CVE-2026-47074 Overview
CVE-2026-47074 is an improper certificate validation flaw [CWE-295] in the ex_aws_sns Elixir library, which provides Amazon Simple Notification Service (SNS) bindings for the ExAws ecosystem. The ExAws.SNS.verify_message/1 function fetches the signing certificate from the SigningCertURL field of an incoming SNS message without confirming that the URL uses HTTPS or that the host belongs to an AWS-owned SNS certificate domain. An unauthenticated attacker can supply an attacker-controlled SigningCertURL, sign a forged SNS message with their own private key, and cause the verification function to return :ok. The issue affects ex_aws_sns from version 2.0.1 up to but not including 2.3.5.
Critical Impact
Attackers can bypass SNS signature verification entirely and inject forged messages into any endpoint that trusts verify_message/1, breaking the integrity assumptions of SNS-driven workflows.
Affected Products
- ex_aws_sns versions 2.0.1 through 2.3.4
- Elixir applications calling ExAws.SNS.verify_message/1
- Elixir applications relying on ExAws.SNS.PublicKeyCache.get/1 for SNS signature trust
Discovery Timeline
- 2026-05-28 - CVE-2026-47074 published to NVD
- 2026-05-28 - Last updated in NVD database
Technical Details for CVE-2026-47074
Vulnerability Analysis
The vulnerability resides in lib/ex_aws/sns.ex and lib/ex_aws/sns/public_key_cache.ex, specifically the routines 'Elixir.ExAws.SNS':verify_message/1 and 'Elixir.ExAws.SNS.PublicKeyCache':get/1. SNS signature verification depends on retrieving a trusted X.509 certificate that AWS publishes only at specific sns.<region>.amazonaws.com hosts over HTTPS. The vulnerable code instead trusts whatever URL appears in the message's SigningCertURL field. Because the message itself is attacker-controlled, the certificate used to validate the message is also attacker-controlled, which collapses the verification model.
Root Cause
The root cause is missing validation of the certificate source. verify_message/1 does not enforce that the SigningCertURL scheme is https and does not constrain the hostname to AWS SNS certificate domains. The PublicKeyCache.get/1 helper caches and returns whatever certificate is fetched from that URL. No pinning, allowlist, or hostname check exists between input parsing and cryptographic verification.
Attack Vector
An unauthenticated attacker who can reach an HTTP endpoint that forwards request bodies into ExAws.SNS.verify_message/1 crafts a JSON payload mimicking an SNS notification. The attacker hosts a self-signed certificate and corresponding private key on an attacker-controlled URL, places that URL in SigningCertURL, signs the message body fields with the matching private key, and submits the payload. The library fetches the rogue certificate, validates the attacker's signature against the attacker's public key, and returns :ok. Downstream code then processes the forged Subscribe, Notification, or UnsubscribeConfirmation message as if it originated from AWS.

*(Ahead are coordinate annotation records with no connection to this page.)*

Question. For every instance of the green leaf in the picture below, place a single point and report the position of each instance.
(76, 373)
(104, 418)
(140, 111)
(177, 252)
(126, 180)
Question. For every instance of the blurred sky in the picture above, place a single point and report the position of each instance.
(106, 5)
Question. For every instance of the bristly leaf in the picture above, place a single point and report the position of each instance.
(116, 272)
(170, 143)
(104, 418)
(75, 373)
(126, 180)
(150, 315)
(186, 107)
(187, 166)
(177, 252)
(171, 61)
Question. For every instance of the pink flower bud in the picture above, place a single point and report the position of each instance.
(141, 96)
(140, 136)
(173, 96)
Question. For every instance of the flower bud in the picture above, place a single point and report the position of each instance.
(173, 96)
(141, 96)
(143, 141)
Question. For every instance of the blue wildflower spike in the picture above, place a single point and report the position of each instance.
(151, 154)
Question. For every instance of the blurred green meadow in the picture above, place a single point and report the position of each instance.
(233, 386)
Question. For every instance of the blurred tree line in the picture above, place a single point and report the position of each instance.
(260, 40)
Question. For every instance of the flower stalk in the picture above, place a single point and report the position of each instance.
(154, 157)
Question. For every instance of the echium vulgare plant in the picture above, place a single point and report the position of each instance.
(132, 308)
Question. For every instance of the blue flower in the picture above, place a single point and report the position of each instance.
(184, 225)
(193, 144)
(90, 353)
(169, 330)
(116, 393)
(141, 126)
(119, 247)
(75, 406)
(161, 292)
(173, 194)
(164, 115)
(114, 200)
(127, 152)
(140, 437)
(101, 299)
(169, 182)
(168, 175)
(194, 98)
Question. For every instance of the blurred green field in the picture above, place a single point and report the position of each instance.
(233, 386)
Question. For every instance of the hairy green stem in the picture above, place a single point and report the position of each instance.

No proof-of-concept code is published in the enriched data; technical details are documented in the GitHub Security Advisory GHSA-8jgf-23q5-x7xx and the CNA CVE-2026-47074 Details.

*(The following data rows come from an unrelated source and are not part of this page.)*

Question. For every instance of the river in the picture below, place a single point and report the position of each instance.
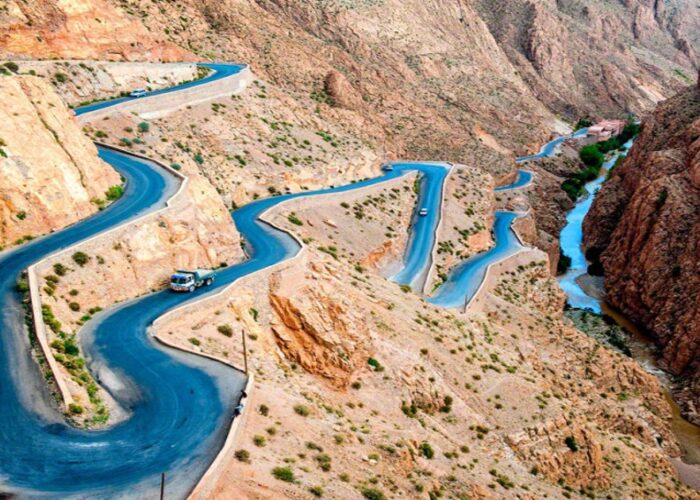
(641, 346)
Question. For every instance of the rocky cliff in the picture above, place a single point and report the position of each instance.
(79, 29)
(597, 56)
(645, 227)
(50, 172)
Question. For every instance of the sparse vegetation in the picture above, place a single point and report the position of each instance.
(284, 474)
(81, 258)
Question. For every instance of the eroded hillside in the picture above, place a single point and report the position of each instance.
(51, 174)
(362, 387)
(591, 57)
(79, 29)
(645, 228)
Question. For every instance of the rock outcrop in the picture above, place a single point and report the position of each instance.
(645, 228)
(79, 29)
(563, 50)
(318, 328)
(50, 172)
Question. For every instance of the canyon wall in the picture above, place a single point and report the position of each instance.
(598, 57)
(645, 227)
(79, 29)
(50, 172)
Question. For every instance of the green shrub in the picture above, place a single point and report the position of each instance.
(302, 410)
(583, 123)
(75, 409)
(373, 494)
(242, 456)
(114, 192)
(661, 199)
(591, 156)
(570, 441)
(225, 330)
(426, 450)
(81, 258)
(22, 286)
(324, 462)
(375, 364)
(60, 269)
(283, 474)
(294, 219)
(12, 66)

Detection Methods for CVE-2026-47074
Indicators of Compromise
- Inbound SNS-shaped POST requests containing a SigningCertURL whose host does not match sns.<region>.amazonaws.com or whose scheme is not https.
- Outbound HTTP/HTTPS requests from application servers to unexpected domains immediately after receiving SNS webhook traffic, indicating certificate fetches from attacker infrastructure.

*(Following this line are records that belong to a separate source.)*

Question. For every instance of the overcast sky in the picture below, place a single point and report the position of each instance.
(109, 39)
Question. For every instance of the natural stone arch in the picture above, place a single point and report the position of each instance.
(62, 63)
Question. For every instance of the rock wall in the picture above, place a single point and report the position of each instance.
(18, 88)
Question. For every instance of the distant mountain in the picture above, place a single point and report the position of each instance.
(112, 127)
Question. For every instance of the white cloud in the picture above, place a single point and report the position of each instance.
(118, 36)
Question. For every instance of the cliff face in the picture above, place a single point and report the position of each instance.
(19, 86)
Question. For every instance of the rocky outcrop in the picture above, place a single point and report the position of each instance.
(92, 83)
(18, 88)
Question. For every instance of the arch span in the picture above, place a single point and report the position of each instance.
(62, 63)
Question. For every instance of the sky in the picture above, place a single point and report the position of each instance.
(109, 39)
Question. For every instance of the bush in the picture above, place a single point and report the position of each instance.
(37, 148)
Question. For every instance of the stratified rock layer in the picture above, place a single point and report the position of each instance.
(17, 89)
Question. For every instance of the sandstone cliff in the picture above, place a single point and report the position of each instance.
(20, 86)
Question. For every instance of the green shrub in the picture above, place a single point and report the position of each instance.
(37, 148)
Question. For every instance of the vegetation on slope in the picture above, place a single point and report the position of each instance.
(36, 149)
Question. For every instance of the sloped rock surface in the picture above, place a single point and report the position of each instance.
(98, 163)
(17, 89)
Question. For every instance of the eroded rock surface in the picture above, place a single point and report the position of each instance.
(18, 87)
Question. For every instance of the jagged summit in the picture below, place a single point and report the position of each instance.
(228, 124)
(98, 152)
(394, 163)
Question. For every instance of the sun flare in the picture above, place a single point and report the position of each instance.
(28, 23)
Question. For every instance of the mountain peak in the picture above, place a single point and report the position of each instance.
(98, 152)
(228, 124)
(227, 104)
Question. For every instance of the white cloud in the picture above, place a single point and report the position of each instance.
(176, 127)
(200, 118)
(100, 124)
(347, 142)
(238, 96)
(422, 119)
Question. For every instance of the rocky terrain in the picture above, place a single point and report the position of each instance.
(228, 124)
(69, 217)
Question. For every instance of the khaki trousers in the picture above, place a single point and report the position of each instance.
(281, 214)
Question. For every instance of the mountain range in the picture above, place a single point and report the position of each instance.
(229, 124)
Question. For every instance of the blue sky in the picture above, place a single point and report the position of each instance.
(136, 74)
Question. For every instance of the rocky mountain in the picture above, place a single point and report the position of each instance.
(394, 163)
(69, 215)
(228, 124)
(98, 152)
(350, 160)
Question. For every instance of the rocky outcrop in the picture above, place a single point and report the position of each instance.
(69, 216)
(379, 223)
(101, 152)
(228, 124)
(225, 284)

- Application logs showing successful verify_message/1 results followed by SNS actions originating from IP ranges outside AWS.
Detection Strategies
- Inspect web server and reverse proxy logs for requests to SNS webhook endpoints carrying non-AWS SigningCertURL values.
- Add application-layer logging around ExAws.SNS.verify_message/1 to record the SigningCertURL and the resolved host of every verified message.
- Compare deployed ex_aws_sns versions across services against the fixed release 2.3.5 using SBOM or mix.lock inventories.
Monitoring Recommendations
- Alert on egress connections from application hosts to domains other than *.amazonaws.com triggered by SNS handler code paths.
- Track failure-to-success ratios on SNS verification: a sudden rise in successful verifications from new source IPs warrants review.
- Monitor dependency advisories from the OSV Vulnerability EEF-CVE-2026-47074 feed for downstream library updates.
How to Mitigate CVE-2026-47074
Immediate Actions Required
- Upgrade ex_aws_sns to version 2.3.5 or later in every Elixir service that processes SNS messages.
- Audit all HTTP routes that invoke ExAws.SNS.verify_message/1 and confirm they are now protected by the patched release.
- Rotate any secrets, tokens, or downstream actions that may have been triggered by forged SNS messages while a vulnerable version was deployed.
Patch Information
The maintainers fixed the issue in ex_aws_sns2.3.5. The change validates that the SigningCertURL uses HTTPS and that the host belongs to an AWS-owned SNS certificate domain before fetching the certificate. The corrective change is documented in the GitHub Commit Update and the GitHub Security Advisory GHSA-8jgf-23q5-x7xx.
Workarounds
- If upgrading immediately is not possible, wrap verify_message/1 with a pre-check that rejects any message whose SigningCertURL is not https and whose host does not match ^sns\.[a-z0-9-]+\.amazonaws\.com$.
- Restrict egress from application servers so that certificate fetches can only reach AWS SNS endpoints, neutralizing attacker-controlled URLs.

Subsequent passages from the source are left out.